Git-aware incremental ingest

After the first run, code-memory remembers the HEAD commit it last ingested (per repository, in the project's SQLite). Subsequent ingest calls run git diff <last_sha>..HEAD --name-status -M and only touch what actually changed:

Added / Modified files → re-extracted and re-embedded
Deleted files → records dropped from FalkorDB + Qdrant
Renamed files → old path purged, new path ingested
Dirty worktree (uncommitted edits, including untracked) → also re-ingested

When the stored SHA is no longer reachable (history rewrite, branch deletion), the next run automatically falls back to a full walk and re-records. Non-git checkouts always do a full walk.

Check what's pending:

code-memory ingest-status /path/to/repo
# -> { "last_sha": "...", "head_sha": "...", "drift": {"changed": 7, "deleted": 1}, "dirty": 3 }

Warning

The first ingest can take a while. Wall time is dominated by embedding every symbol through Ollama (bge-m3 on CPU is the bottleneck on most laptops) and scales roughly linearly with codebase size. Rough orders of magnitude on an M-series Mac:

Small repo (~1k symbols): seconds
Mid repo (~10k symbols): a few minutes
Large repo (100k+ symbols): tens of minutes to an hour+

Subsequent runs use the git delta described above, so they finish in seconds even on large repos. GPU-accelerated Ollama, fewer files (tune ignore globs), or a smaller embedding model (nomic-embed-text) all cut the first-run cost too.

Query the memory

code-memory retrieve "where is the auth middleware defined?"

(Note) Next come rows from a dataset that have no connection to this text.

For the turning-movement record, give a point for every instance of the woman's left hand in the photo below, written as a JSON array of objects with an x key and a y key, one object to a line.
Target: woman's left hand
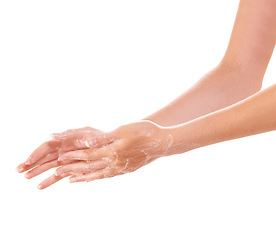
[{"x": 123, "y": 150}]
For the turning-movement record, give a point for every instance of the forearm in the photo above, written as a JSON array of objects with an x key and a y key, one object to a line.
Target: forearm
[
  {"x": 240, "y": 72},
  {"x": 221, "y": 87},
  {"x": 254, "y": 115}
]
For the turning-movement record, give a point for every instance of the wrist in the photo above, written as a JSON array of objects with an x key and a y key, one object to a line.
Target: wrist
[{"x": 183, "y": 138}]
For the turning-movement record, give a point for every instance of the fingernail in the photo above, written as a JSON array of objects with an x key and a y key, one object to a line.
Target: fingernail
[
  {"x": 27, "y": 162},
  {"x": 27, "y": 175}
]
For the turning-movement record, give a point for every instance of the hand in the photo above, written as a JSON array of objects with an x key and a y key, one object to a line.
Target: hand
[
  {"x": 123, "y": 150},
  {"x": 46, "y": 155}
]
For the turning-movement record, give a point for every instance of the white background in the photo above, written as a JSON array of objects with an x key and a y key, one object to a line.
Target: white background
[{"x": 70, "y": 64}]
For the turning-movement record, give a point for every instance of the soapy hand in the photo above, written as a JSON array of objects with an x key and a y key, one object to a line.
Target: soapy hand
[
  {"x": 104, "y": 155},
  {"x": 46, "y": 155}
]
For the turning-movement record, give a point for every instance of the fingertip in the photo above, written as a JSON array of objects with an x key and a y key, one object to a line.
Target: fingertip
[
  {"x": 19, "y": 169},
  {"x": 72, "y": 180},
  {"x": 27, "y": 175}
]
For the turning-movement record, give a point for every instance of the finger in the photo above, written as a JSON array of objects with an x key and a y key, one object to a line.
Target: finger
[
  {"x": 108, "y": 151},
  {"x": 42, "y": 168},
  {"x": 42, "y": 150},
  {"x": 82, "y": 167},
  {"x": 85, "y": 155},
  {"x": 72, "y": 132},
  {"x": 47, "y": 158},
  {"x": 50, "y": 180},
  {"x": 104, "y": 173}
]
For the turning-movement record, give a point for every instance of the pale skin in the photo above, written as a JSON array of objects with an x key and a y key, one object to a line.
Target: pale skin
[{"x": 224, "y": 104}]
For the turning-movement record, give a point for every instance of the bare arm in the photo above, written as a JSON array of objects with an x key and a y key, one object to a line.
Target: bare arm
[
  {"x": 240, "y": 72},
  {"x": 254, "y": 115}
]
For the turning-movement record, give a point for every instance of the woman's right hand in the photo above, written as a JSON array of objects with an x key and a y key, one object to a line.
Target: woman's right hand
[{"x": 46, "y": 155}]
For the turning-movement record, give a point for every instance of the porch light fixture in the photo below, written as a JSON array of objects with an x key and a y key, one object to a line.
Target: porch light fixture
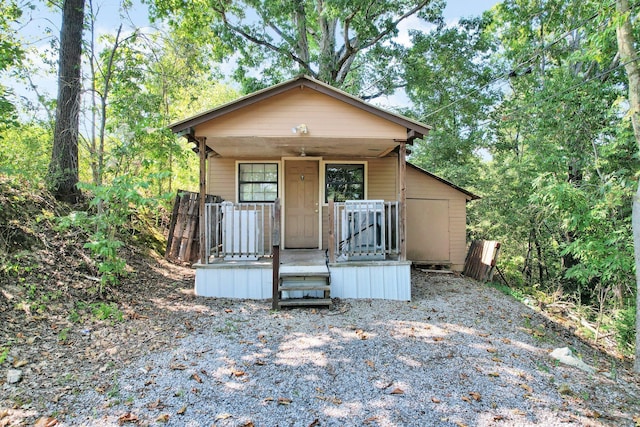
[{"x": 301, "y": 128}]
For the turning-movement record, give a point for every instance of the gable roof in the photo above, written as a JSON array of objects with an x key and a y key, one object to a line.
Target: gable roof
[
  {"x": 469, "y": 194},
  {"x": 414, "y": 128}
]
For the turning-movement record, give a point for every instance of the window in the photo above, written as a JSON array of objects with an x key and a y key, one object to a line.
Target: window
[
  {"x": 344, "y": 182},
  {"x": 257, "y": 182}
]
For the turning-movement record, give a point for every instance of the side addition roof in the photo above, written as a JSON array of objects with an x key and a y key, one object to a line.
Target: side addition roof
[{"x": 469, "y": 194}]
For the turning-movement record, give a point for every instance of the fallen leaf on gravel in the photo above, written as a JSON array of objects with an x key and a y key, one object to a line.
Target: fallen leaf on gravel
[
  {"x": 284, "y": 401},
  {"x": 564, "y": 389},
  {"x": 360, "y": 333},
  {"x": 46, "y": 422},
  {"x": 223, "y": 416},
  {"x": 127, "y": 418},
  {"x": 594, "y": 414},
  {"x": 19, "y": 363},
  {"x": 163, "y": 418},
  {"x": 156, "y": 405},
  {"x": 333, "y": 400}
]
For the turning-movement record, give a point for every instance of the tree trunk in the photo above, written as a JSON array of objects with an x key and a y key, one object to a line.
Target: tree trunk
[
  {"x": 63, "y": 169},
  {"x": 628, "y": 57}
]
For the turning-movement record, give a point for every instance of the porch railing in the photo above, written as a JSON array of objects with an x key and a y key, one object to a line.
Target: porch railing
[
  {"x": 238, "y": 231},
  {"x": 365, "y": 230}
]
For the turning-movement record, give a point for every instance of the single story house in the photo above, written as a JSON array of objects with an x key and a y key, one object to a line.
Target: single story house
[{"x": 319, "y": 200}]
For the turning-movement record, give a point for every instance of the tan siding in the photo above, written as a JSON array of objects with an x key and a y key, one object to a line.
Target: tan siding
[
  {"x": 423, "y": 187},
  {"x": 382, "y": 179},
  {"x": 458, "y": 227},
  {"x": 324, "y": 116},
  {"x": 221, "y": 179}
]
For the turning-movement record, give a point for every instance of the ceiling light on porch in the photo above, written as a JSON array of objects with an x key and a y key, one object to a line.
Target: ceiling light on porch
[{"x": 301, "y": 128}]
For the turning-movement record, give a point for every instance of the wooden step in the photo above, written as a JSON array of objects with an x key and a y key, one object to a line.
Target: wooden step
[
  {"x": 304, "y": 302},
  {"x": 301, "y": 273},
  {"x": 284, "y": 288}
]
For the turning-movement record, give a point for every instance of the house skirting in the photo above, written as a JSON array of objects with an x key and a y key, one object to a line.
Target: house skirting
[{"x": 389, "y": 280}]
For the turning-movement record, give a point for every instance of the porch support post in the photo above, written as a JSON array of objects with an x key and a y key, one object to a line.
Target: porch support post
[
  {"x": 275, "y": 297},
  {"x": 332, "y": 232},
  {"x": 402, "y": 175},
  {"x": 202, "y": 151}
]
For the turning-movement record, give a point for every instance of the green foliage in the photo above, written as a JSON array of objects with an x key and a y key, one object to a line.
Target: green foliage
[
  {"x": 348, "y": 44},
  {"x": 625, "y": 326},
  {"x": 4, "y": 353},
  {"x": 113, "y": 206},
  {"x": 103, "y": 311},
  {"x": 25, "y": 152},
  {"x": 109, "y": 221},
  {"x": 11, "y": 54}
]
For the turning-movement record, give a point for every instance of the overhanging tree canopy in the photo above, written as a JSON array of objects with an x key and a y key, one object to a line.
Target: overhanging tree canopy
[{"x": 345, "y": 43}]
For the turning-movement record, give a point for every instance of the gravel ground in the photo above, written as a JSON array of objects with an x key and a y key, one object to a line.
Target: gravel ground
[{"x": 459, "y": 354}]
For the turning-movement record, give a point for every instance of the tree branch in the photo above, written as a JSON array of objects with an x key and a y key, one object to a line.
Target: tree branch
[{"x": 264, "y": 43}]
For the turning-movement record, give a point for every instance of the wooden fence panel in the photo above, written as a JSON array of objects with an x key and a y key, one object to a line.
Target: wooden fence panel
[
  {"x": 481, "y": 260},
  {"x": 183, "y": 242}
]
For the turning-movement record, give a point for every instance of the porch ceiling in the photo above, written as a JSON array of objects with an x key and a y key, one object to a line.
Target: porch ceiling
[{"x": 294, "y": 146}]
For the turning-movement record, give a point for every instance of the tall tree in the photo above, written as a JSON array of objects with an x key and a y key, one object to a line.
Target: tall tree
[
  {"x": 629, "y": 57},
  {"x": 63, "y": 169},
  {"x": 346, "y": 43}
]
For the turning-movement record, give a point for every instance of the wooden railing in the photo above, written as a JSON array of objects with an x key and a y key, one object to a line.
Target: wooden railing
[
  {"x": 238, "y": 231},
  {"x": 363, "y": 230}
]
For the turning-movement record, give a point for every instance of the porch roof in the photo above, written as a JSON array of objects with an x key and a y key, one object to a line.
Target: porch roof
[{"x": 301, "y": 116}]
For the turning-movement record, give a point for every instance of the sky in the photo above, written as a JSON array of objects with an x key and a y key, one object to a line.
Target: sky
[{"x": 45, "y": 23}]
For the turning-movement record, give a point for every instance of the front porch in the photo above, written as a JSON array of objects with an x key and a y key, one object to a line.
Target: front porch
[
  {"x": 377, "y": 279},
  {"x": 243, "y": 247}
]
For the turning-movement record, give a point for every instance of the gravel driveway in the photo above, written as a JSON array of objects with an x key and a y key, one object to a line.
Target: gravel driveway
[{"x": 459, "y": 354}]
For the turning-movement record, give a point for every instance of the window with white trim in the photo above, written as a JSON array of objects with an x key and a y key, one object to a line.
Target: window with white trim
[
  {"x": 344, "y": 181},
  {"x": 257, "y": 182}
]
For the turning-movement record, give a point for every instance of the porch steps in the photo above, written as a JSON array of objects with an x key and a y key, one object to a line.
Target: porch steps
[{"x": 300, "y": 280}]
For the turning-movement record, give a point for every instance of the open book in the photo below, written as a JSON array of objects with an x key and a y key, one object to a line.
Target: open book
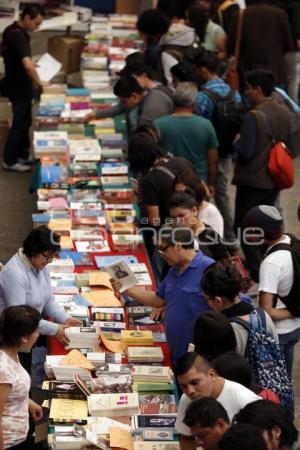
[{"x": 121, "y": 271}]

Returns a structured Context Pack: top-k semantic hits, neighborhood expansion, and any similar past episodes.

Re-ingest a single file (for live workflows / hooks)

code-memory reingest src/auth.ts

Record a task episode

code-memory record \
  --prompt "fix the login timeout" \
  --plan "extend session, add retry" \
  --patch "$(git diff)" \
  --verdict pass

Navigate the call / import graph

The graph store backs five topology commands. Each prints JSON (--json) or a human table:

code-memory callers getBearerToken              # who calls this symbol?
code-memory callees UserService --depth 2       # what does UserService reach?
code-memory definitions UserService             # all defining files + lines
code-memory dependencies src/auth.ts            # what does this file import?
code-memory importers '@acme-ng/security'     # who imports this package?
code-memory resolve                             # rebuild call/import edges

These same five surfaces are exposed as MCP tools (codememory_callers, codememory_callees, codememory_definitions, codememory_dependencies, codememory_importers) so the agent can do impact analysis without shelling out.

Reset a project's index

code-memory reset                          # wipe current project (with confirm)
code-memory reset --yes                    # skip confirmation
code-memory reset --include-episodes       # also drop conversation history
code-memory reset --all                    # every known project

Default scope drops Qdrant vectors + FalkorDB graph + ingest_state for the project; episodic memory is preserved unless --include-episodes is passed. code-memory ingest --full triggers the same reset implicitly before re-walking.

MCP server

code-memory ships an MCP (Model Context Protocol) server that exposes the same primitives as native tools. The agent can call them in its normal tool-selection loop — no shell parsing, no slash command.

Tools advertised:

Core

Tool	Purpose
`codememory_retrieve`	Semantic + graph + episodic recall (returns a Context Pack).
`codememory_record`	Log a finished task (prompt / plan / patch / verdict).
`codememory_reingest`	Re-index a single file after edits.
`codememory_ingest`	Full / incremental repo ingest (long-running; requires explicit `confirmed=true`).

Topology (call/import graph)

Tool	Purpose
`codememory_callers`	Files that call a symbol (impact analysis: "what breaks if I rename X?").
`codememory_callees`	Symbols called from the file that defines a given symbol (outgoing dependencies).
`codememory_definitions`	All files + line ranges that define a given symbol name (disambiguate before callers/callees).
`codememory_dependencies`	Modules imported by a file (forward import graph).
`codememory_importers`	Files that import a module / package / path (reverse import graph).

.NET assembly surface

Tool	Purpose
`codememory_assembly_members`	List public methods of an indexed .NET Type, read on-demand from the referenced DLL (~tens of ms). Members aren't bulk-indexed to keep the graph small.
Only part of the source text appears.